Han sido días de reincidir en cuanto vicio me ha sido
posible: volví a estar triste, a necesitar cariño, a no responder mensajes, a
maldecir la vida. A maldecirme como era costumbre. En medio de la estrepitosa
caída de mi ánimo, también han sucedido un par de bellos descubrimientos. Nada
despreciables.
Fui a
ver Sofía y el terco, la película de Andrés Burgos. Su ópera
prima, aunque ya tuviera un corto por ahí rodando. No voy a caer en el lugar
común de decir que es una historia diferente. Es lo de menos: cada historia es
diferente. Lo hermoso, lo que me caló en el alma, fue la construcción de esa
primera obra: los detalles, la música, el silencio. La sencillez y el tiempo
que cada escena se toma. Todo lo que un autor lleva adentro y quiere entregar
en su primera película. El encanto de las montañas y el mar: dos escenarios de
una belleza entrañable. La vida: la vida con sus efímeros momentos de éxtasis,
por los cuales tiene sentido, por los que hay que saber en qué momento
apostarlo todo. Así después vuelva la rutina.

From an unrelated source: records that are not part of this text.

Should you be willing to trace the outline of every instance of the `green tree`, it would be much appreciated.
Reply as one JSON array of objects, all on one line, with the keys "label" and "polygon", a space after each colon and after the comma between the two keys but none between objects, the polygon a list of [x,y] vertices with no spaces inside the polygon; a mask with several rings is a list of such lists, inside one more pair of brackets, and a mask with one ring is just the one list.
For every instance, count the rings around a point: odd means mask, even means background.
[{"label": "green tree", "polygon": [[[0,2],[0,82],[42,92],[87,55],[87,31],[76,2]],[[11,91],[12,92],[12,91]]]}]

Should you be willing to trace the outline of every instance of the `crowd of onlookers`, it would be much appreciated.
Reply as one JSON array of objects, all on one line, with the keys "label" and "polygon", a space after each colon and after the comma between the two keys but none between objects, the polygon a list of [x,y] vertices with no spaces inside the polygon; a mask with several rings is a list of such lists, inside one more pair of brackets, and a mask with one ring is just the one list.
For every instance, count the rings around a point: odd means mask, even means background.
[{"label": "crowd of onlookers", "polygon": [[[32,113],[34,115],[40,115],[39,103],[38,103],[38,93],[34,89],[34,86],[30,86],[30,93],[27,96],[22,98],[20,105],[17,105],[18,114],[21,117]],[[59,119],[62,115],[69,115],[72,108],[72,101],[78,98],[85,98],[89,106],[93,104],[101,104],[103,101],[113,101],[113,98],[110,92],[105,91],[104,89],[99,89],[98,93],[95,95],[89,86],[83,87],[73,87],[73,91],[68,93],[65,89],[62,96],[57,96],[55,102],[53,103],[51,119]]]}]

Después del encanto, vino el recuerdo. En uno de los
blogs que visito con frecuencia, la muchachita que es un par de años mayor que
yo publicó esta semana el recuento de las veces que intentó quitarse la vida.
Vaya, hay gente que pasa del dicho al hecho. Yo nunca he podido, en ninguna
circunstancia. Suelo tomarme dos y hasta tres dólex juntos para calmar dolores,
nunca con la conciencia de que una sobredosis pueda librarme de la condena como
lo hizo ella. De niña vivía en una finca con lago: un lago pequeñito y sucio,
pero que a mí siempre me pareció hermoso. Muchas veces le rogué a las aguas que
tuvieran un poder encantador y me arrastraran, que estaba visto que yo nunca
iba a poder con la vida, pero menos con la muerte. Que lo hicieran más fácil
todo y me llevaran a un lugar sin retorno. Nunca sucedió. Otras veces me
quedaba mirando el techo de mi casa o pensando en los miles de venenos que mi
papá utilizaba con el jardín: nada, el dolor, el dolor, pensaba en el dolor y
me calmaba, siempre he aborrecido el dolor. No considero justo morir con dolor.
Así que nada: la muerta me es esquiva. Pero hay gente que pasa del dicho al
hecho: vaya, esa gente vale.
Quizás lo mejor que he
podido conseguir en estos últimos meses es un amigo escritor. Porque cuando la
vida me lo arrebata por circunstancias burdas como el trabajo, yo puedo
encontrarlo en alguno de sus libros. Tenerlo cerca con el calor de su tono. Así
que hay un remedio para cuando se extraña. Pero, igual, extrañas.